Ensure that inputs are accessible to all nodes by placing it in the ${SHARED_DIR}
folder.
If you specified --file-system-type
as efs
(default) in your start_cluster.py
command,
then the SHARED_DIR
environment variable will be set
to /efs
. Alternatively if --file-system-type
is set to fsx
then the SHARED_DIR
environment variable will be set to /fsx
.
By default you will have read-only access to the s3 buckets linked to your aws account.
Use sbatch --wrap "aws s3 sync s3://<bucket_path> "${SHARED_DIR}/local_path"
to download data
into the shared file system.
The compute nodes have much higher band width than the head node which is why the command above is wrapped in an sbatch script.
Uploading data back to s3
Assumes yawsso is in your path yawsso is installed in the pcluster conda env
By default, parallel cluster does not have write access to s3 buckets.
A workaround is taking your short-term local SSO credentials and importing them into parallel cluster.
To do this you must have the following:
- Logged in to AWS on your local computer via sso
- Have your parallel cluster environment activated, OR at least have
aws2-wrap
oryawsso
in your PATH - Have the
ssm_run
function sourced from [this GitHub repo][alexiswl_bashrc]
From your local computer run:
master_instance_id="<master_ec2_instance_id>"

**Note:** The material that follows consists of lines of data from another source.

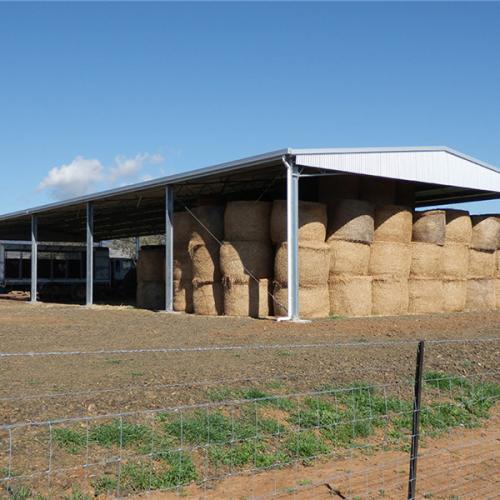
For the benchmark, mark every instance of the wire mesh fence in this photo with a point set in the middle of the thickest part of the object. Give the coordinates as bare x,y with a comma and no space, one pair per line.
343,427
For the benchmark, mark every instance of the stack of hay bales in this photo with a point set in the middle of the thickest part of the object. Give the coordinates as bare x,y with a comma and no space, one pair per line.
313,259
246,259
426,284
349,235
151,277
481,294
456,259
390,259
182,272
206,233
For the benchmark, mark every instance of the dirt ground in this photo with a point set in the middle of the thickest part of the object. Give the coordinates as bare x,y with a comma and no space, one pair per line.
254,353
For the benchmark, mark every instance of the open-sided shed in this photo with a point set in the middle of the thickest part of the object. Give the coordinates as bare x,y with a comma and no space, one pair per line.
439,175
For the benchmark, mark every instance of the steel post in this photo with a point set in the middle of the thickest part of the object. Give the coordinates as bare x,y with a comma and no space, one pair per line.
90,255
169,249
34,258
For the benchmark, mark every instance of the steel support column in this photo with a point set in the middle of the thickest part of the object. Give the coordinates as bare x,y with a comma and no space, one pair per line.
34,258
90,255
169,249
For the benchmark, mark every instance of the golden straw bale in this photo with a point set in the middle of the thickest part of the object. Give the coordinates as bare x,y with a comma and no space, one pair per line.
314,263
389,296
241,259
350,295
393,223
426,260
351,220
312,221
389,258
247,221
348,257
429,227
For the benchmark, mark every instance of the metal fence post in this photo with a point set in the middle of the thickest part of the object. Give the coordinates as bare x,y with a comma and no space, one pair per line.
412,479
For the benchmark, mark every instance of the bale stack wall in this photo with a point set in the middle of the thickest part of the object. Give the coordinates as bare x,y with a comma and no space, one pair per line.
349,236
206,234
246,259
390,259
313,260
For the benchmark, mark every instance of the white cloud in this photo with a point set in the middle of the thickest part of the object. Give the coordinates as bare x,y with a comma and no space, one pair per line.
82,175
75,179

shared_fs_path="</path/to/outputs>"
path_to_s3_bucket="<s3://bucket>"
export_env_vars="$(yawsso --export-vars --profile "${AWS_PROFILE}" | \
sed 's/export //g' | \
tr '\n' ',' | \
sed 's/,$//')"
echo " sbatch \
--partition=\"copy\" \
--export \"${export_env_vars},ALL\" \
--wrap \"aws s3 sync \\\"${shared_fs_path}\\\" \\\"${path_to_s3_bucket}\\\" \"" | \
ssm_run \
--instance-id "${master_instance_id}"
The space before the sbatch is for security reasons.
Be aware you are running a command on a shared parallel cluster with your personal access tokens.
By prefixing the command with a space, this prevents the tokens being exposed in the ec2-user's bash history.
Please note this is not foolproof method.